In my backyard, covered with green and winding wisteria, under a thick solar panel, sits a garage that isn’t long enough to hold a kayak. My parents tried to store boats there. So my dad built an extension out the back that sticks out like a mossy-timbered thumb. Inside, clutter and bicycles from my youth fill wall to wall, covering every surface like worn drapes. We have to park our cars across our small residential street lined with maple trees. The first of the walls and roofs that are my house was built nearly three decades after the first Model-T, almost as old as cars themselves.

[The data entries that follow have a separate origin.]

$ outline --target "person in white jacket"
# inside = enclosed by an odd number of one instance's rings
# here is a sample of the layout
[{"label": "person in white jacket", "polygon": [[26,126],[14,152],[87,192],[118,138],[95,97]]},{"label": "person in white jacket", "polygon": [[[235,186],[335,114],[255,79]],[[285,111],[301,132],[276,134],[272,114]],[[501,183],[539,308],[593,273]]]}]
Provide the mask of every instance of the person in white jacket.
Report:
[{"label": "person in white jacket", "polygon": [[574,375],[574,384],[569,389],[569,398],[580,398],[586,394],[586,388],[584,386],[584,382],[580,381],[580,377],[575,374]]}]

Day by day, brick by brick, I have woven my life and my memories into this old, historied house. I have folded them into too much garden to handle. Side by side to neat box hedges making patterns, so satiating to trim neatly under the summer sun. Pieced them onto vintage practices. Like coherent shower controls and laundry tucked in the concrete-floored basement. All these things hold my history. I am rooted here.
Memories are the most meaningful things to own. To hold and carry near me and tuck neatly in my deepest heart space for safekeeping. It is where I let my memories rest unburdened. Time and distance are irrelevant as they gently wait. It is a place for me, indistinguishable from where I have wandered in life, though in reality, it is only where my mind, my past, my present reside. Always finding the most precious intangibilities of life in this sacred place, wherever they may be. Strong iron anchors for my values and being. As I walk through my home, there are memories piled up in the corners of many rooms. Recollections suspended from the ceiling and unconcerned with floorboards, where I can see them if I’m ready as they rest among my bookshelves.
The place I know is home must be one with my soul. It is irrelevant if it stays inside the bounds of buildings. A pool to gaze in. Where I can see myself look back through stories and raucous laughter. It is a self that we leave behind. When we are gone, it gets incorporated, broken again, rewoven into other tales and other people’s lives. We may shed home, leaving parts astride. We may find a home once more, picking up new ideas to take with us on a new path.
My path is here for now. It is in my artwork strewn across the walls, daughters of my past imagination. On the sluggish light that falls through the picture window in my living room and across the cat basking in the early spring sunshine. On the boisterous shades of orange and crimson that don the trees out my window in late September. Pure joy.